After that, you need a technical audit. This includes penetration testing. Can they get through your firewall? Do you have things locked up?
Then you need what I would call an EHR audit. It’s a security audit that’s required to meet meaningful use and is conducted by a firm that’s certified to do so.”
Investing in these audits creates a framework for improving your system and its cyber security. After that, it’s what you do with that framework that counts.
“The commitment isn’t so much with the audit. The commitment is with addressing the list of things that have to be fixed. You’ve got to put a timeline in place, start with the highest priority and then work your way down. It could be a year worth of fixes, or more in some cases, depending on how old your infrastructure is and how much it needs to be improved.”
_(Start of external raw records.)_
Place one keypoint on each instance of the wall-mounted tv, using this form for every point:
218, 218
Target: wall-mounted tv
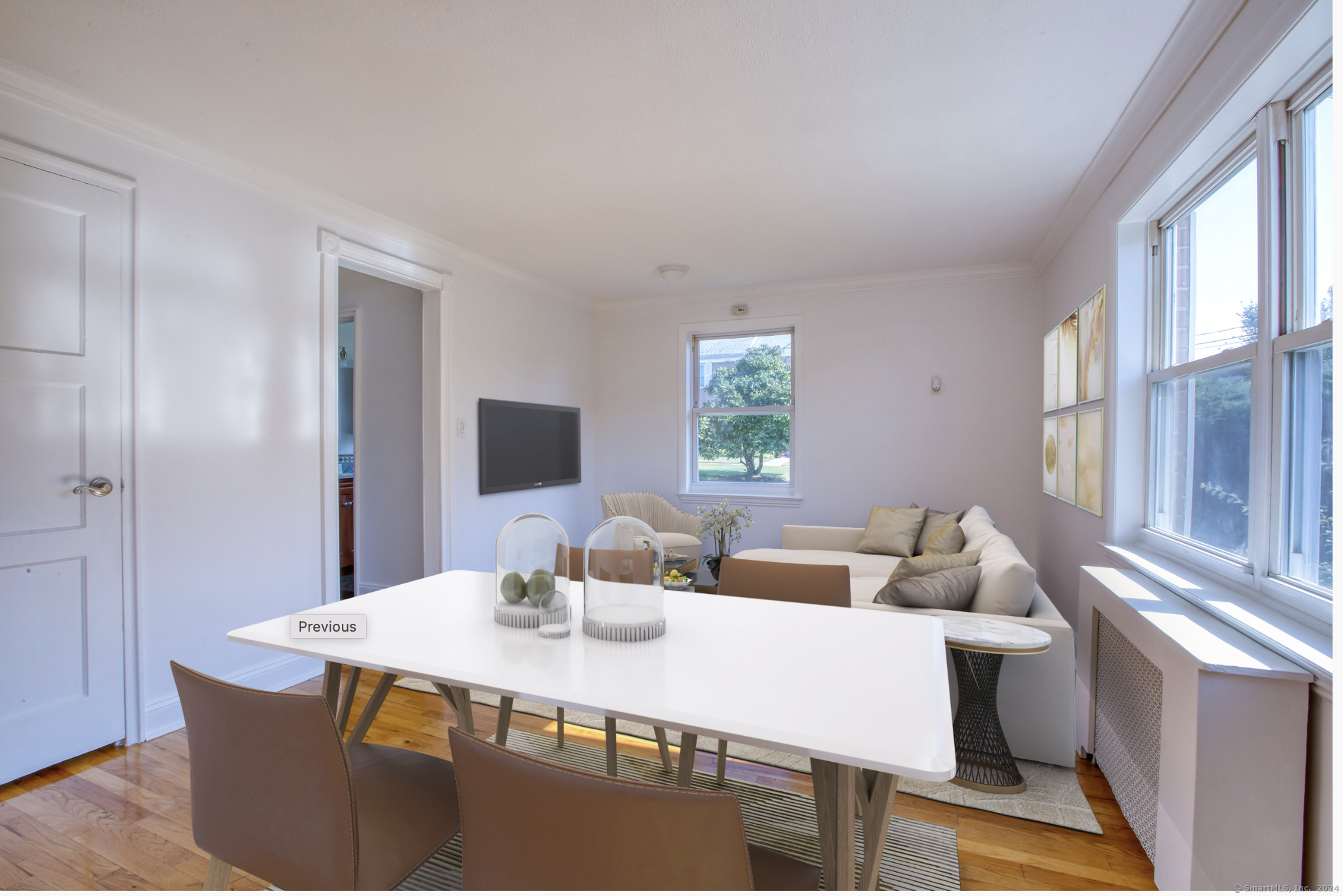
527, 446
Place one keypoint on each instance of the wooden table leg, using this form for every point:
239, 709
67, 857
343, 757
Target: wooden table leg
610, 746
347, 699
877, 791
331, 686
371, 708
218, 873
465, 720
505, 718
664, 750
688, 742
833, 786
449, 697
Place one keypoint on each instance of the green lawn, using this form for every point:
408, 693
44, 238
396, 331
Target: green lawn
724, 471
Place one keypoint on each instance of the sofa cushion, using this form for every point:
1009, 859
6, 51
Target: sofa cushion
978, 527
910, 567
934, 522
894, 531
860, 565
950, 589
1008, 583
680, 540
948, 539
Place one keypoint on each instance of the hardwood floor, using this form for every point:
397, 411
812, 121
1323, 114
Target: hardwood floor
120, 817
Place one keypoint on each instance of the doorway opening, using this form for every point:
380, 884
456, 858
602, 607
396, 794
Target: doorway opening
384, 446
380, 440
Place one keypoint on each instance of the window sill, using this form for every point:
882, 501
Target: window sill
759, 499
1287, 637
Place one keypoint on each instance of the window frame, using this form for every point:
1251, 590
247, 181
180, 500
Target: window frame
761, 494
1275, 139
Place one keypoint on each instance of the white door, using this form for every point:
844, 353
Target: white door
62, 684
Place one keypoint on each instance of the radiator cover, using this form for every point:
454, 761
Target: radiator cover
1129, 730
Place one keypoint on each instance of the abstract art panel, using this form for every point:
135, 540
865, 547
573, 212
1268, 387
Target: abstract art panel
1091, 451
1068, 458
1051, 456
1091, 347
1068, 361
1052, 370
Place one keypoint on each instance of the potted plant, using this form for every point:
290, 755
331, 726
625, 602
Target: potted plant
724, 525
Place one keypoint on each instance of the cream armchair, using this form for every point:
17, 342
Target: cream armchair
677, 528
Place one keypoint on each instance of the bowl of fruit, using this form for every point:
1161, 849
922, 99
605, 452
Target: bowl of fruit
677, 581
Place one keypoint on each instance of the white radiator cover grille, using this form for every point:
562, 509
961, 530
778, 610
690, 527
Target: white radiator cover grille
1129, 730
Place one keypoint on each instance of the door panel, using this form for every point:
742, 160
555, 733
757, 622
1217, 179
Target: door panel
34, 596
61, 602
42, 251
40, 436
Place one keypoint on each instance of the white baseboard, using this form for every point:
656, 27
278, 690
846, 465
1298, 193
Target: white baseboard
164, 716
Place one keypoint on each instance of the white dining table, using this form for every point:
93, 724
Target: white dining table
864, 695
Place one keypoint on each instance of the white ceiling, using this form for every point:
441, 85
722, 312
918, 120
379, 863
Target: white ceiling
589, 141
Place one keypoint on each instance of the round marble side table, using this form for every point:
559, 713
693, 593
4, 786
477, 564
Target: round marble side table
978, 647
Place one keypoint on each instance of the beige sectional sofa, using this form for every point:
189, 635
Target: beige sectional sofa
1034, 692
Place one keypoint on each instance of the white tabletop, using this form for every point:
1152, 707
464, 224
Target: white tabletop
857, 688
993, 636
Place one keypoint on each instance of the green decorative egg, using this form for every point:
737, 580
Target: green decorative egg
540, 582
513, 587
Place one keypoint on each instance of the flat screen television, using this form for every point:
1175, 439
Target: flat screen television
527, 446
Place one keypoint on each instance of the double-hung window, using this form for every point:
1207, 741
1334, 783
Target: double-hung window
742, 417
1240, 385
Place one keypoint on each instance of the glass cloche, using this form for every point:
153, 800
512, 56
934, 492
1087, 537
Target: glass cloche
622, 582
531, 561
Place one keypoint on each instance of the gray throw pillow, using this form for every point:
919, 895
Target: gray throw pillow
911, 567
948, 539
950, 589
934, 522
892, 531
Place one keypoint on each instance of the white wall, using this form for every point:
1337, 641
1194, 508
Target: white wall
513, 346
388, 458
869, 429
227, 403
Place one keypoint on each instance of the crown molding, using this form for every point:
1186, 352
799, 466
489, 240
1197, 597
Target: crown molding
337, 214
822, 287
1196, 34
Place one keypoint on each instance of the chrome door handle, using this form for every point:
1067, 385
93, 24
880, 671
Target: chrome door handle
101, 488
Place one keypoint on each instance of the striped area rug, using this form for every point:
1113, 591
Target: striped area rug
918, 856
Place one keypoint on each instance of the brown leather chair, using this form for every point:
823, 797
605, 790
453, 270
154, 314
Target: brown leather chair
533, 825
794, 582
277, 794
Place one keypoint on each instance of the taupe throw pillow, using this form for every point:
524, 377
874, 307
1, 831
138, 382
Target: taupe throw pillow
950, 589
911, 567
934, 522
948, 539
892, 531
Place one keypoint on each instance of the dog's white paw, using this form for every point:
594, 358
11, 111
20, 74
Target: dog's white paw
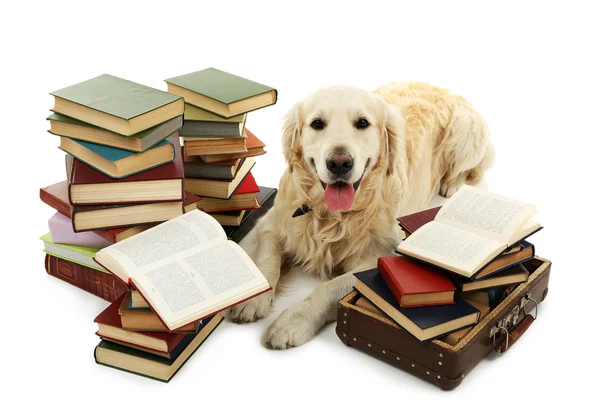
253, 309
294, 327
447, 189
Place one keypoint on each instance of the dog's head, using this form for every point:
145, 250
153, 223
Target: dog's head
341, 138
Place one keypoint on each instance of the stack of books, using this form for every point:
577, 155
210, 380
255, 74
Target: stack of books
125, 230
456, 264
124, 166
181, 274
218, 149
124, 174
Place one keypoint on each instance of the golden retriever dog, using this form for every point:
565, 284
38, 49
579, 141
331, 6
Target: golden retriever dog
356, 161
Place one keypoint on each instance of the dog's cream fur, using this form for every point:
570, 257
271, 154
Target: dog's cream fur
421, 139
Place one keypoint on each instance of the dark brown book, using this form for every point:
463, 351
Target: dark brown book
230, 146
86, 218
146, 320
88, 186
411, 222
255, 147
110, 328
57, 197
101, 284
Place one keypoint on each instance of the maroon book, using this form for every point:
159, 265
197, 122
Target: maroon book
101, 284
82, 177
161, 341
414, 284
411, 222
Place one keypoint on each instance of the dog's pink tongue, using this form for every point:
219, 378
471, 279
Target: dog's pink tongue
339, 196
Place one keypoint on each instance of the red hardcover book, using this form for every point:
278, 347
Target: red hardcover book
101, 284
111, 328
248, 185
88, 186
414, 284
411, 222
254, 145
244, 198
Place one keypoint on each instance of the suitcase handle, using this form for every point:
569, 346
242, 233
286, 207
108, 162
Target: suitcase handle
511, 328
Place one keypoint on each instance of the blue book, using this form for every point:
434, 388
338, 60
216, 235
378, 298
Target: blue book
424, 323
118, 163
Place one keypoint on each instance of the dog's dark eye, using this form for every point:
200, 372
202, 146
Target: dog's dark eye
362, 123
317, 125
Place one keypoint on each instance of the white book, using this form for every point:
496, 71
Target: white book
470, 230
185, 268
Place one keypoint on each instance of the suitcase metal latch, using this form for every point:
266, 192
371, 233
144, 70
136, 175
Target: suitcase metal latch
510, 321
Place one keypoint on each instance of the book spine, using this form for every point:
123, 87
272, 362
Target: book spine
391, 283
107, 234
247, 225
92, 281
55, 203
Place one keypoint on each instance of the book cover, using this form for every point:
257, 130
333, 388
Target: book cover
81, 177
98, 283
224, 189
57, 197
191, 113
194, 167
406, 277
61, 232
116, 96
248, 185
82, 173
202, 255
421, 318
78, 254
507, 276
220, 85
113, 154
254, 145
266, 198
118, 163
62, 125
150, 365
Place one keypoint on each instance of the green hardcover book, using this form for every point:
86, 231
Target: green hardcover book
77, 254
222, 93
150, 365
210, 126
117, 105
61, 125
192, 113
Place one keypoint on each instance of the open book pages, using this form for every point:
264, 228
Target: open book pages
489, 215
185, 268
470, 230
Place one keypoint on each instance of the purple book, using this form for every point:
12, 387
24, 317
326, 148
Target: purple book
61, 231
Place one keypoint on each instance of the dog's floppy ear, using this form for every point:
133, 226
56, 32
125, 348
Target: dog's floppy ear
291, 135
394, 139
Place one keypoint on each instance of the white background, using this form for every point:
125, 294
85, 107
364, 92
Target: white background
530, 69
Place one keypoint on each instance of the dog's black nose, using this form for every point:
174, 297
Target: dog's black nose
339, 163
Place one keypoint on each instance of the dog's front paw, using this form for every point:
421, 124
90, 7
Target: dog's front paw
295, 326
447, 189
253, 309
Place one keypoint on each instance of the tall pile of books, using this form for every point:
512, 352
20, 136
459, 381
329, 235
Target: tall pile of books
219, 150
457, 263
123, 195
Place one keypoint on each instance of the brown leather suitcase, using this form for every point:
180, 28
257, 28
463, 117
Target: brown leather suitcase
437, 362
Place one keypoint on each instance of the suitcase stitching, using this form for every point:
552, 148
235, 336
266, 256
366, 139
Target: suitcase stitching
481, 325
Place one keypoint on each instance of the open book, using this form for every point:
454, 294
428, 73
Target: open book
185, 268
470, 230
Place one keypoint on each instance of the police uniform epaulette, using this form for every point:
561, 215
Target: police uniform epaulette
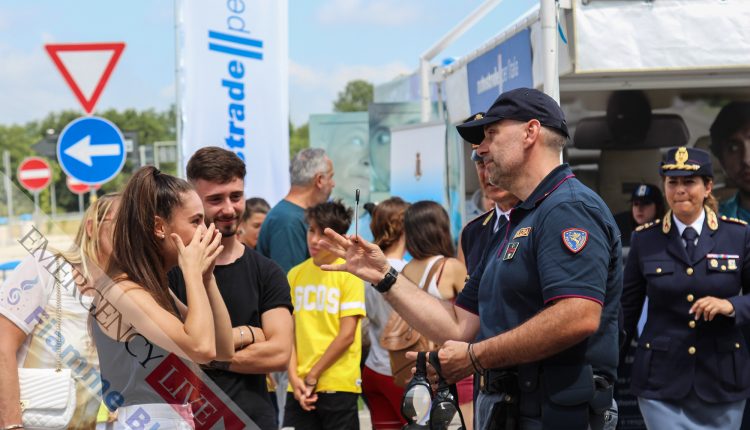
647, 225
485, 217
733, 219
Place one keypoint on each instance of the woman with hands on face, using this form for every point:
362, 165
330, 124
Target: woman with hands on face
692, 368
138, 324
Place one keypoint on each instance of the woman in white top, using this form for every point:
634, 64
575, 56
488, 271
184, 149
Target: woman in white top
382, 394
429, 242
28, 313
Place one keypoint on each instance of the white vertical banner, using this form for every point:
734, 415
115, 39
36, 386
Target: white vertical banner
233, 86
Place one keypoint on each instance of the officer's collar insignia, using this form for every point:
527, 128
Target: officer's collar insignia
510, 251
523, 232
575, 239
489, 217
647, 225
711, 220
666, 223
680, 157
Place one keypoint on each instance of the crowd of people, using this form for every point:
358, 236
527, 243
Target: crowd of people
527, 316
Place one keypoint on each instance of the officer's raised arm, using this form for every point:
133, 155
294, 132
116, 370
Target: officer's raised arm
438, 320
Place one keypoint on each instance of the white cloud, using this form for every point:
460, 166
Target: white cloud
379, 12
167, 93
314, 90
32, 86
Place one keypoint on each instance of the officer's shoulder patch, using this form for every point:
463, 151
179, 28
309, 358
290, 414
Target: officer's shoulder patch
733, 220
647, 225
575, 239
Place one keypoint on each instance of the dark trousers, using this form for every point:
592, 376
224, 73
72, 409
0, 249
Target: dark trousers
332, 411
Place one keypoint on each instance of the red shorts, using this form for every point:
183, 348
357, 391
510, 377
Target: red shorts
384, 399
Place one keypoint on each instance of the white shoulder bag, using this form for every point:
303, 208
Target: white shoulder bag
48, 396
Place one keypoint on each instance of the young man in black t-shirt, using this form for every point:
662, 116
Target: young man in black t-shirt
254, 288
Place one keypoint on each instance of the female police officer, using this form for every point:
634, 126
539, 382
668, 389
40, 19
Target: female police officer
692, 368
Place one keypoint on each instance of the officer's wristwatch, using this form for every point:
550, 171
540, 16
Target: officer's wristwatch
387, 282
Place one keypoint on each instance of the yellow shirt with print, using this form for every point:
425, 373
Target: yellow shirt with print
320, 300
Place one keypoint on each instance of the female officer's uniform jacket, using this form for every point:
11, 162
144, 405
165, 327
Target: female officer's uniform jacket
675, 352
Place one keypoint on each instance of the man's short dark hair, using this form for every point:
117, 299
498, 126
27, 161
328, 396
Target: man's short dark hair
731, 118
215, 164
333, 215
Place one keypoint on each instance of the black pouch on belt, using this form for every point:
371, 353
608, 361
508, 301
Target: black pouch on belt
603, 393
505, 412
568, 390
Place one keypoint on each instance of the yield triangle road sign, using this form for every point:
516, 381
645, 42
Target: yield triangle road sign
86, 67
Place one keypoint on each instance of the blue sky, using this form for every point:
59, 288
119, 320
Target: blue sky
330, 43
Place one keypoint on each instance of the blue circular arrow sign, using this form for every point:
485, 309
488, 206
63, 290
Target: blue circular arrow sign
91, 149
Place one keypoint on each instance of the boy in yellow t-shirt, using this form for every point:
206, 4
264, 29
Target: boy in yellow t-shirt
324, 373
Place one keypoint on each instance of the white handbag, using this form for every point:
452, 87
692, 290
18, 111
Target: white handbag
48, 396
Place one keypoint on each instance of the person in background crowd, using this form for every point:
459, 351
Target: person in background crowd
692, 368
543, 319
283, 234
730, 143
32, 286
383, 395
161, 217
254, 289
646, 205
429, 242
256, 209
478, 234
324, 373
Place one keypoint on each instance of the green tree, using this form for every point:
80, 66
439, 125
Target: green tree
356, 97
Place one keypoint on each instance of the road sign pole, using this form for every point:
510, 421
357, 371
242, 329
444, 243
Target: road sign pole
53, 200
36, 205
8, 193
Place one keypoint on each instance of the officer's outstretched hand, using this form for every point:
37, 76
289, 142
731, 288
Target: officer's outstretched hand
363, 259
708, 307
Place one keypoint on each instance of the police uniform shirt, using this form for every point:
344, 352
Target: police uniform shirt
676, 353
480, 233
561, 242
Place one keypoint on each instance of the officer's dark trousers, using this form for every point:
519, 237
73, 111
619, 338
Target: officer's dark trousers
483, 409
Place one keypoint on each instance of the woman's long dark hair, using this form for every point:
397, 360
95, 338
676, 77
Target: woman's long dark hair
136, 251
428, 231
387, 223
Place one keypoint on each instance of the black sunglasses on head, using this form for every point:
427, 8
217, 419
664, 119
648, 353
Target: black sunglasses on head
415, 405
421, 410
445, 413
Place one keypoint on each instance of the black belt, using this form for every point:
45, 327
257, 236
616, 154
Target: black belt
499, 382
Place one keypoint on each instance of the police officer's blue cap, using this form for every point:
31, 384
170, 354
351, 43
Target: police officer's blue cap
646, 193
521, 104
685, 161
475, 157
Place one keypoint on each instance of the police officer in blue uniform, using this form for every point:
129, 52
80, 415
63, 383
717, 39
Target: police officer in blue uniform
545, 311
478, 233
692, 368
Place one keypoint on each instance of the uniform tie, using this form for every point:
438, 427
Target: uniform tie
690, 235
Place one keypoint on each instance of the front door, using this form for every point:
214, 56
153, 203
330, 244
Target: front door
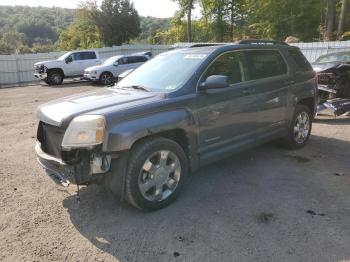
227, 116
269, 73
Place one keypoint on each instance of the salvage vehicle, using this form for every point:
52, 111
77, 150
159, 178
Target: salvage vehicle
113, 67
333, 72
182, 110
69, 65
Does your backup have your back?
According to Mason, a hospital’s backup process is the first and foremost item to address. “I think backups are kind of the dirty little secret of IT; there’s an assumption that because you’ve put a lot of money into the backup and restore process, it must therefore be working. The reality is even backups in large hospital systems are probably only good 60% of the time. The question becomes, ‘What’s in that 40% that you didn’t get backed up?’”
To ensure your backup system will get you back up and running in the event of an incident or some form of cyber-attack, Mason recommends three key strategies:
- Validate your backup process: “Do you have one? Do you know it’s running on a regular basis? Have you documented what is being backed up and when?”
- Test your system: “This doesn’t mean testing it on the day that something goes bad. You need a regular process for testing. You don’t have to test 100%, but you need to test some random percentage of it on a regular basis, because you need to know early on that something’s not going well.”
- Make it someone’s primary duty: “It’s got to be a primary duty. What I see, especially in rural, is it’s secondary. I hear people say things like, ‘We don’t have enough people so we’ll get to it sometime…’ It has to be a primary role because it is the only thing that will save your bacon when you get that first ransomware.”
In most cases, vendors providing backup software and hardware can help you establish standards and implement systems for validating, documenting and testing your back up system.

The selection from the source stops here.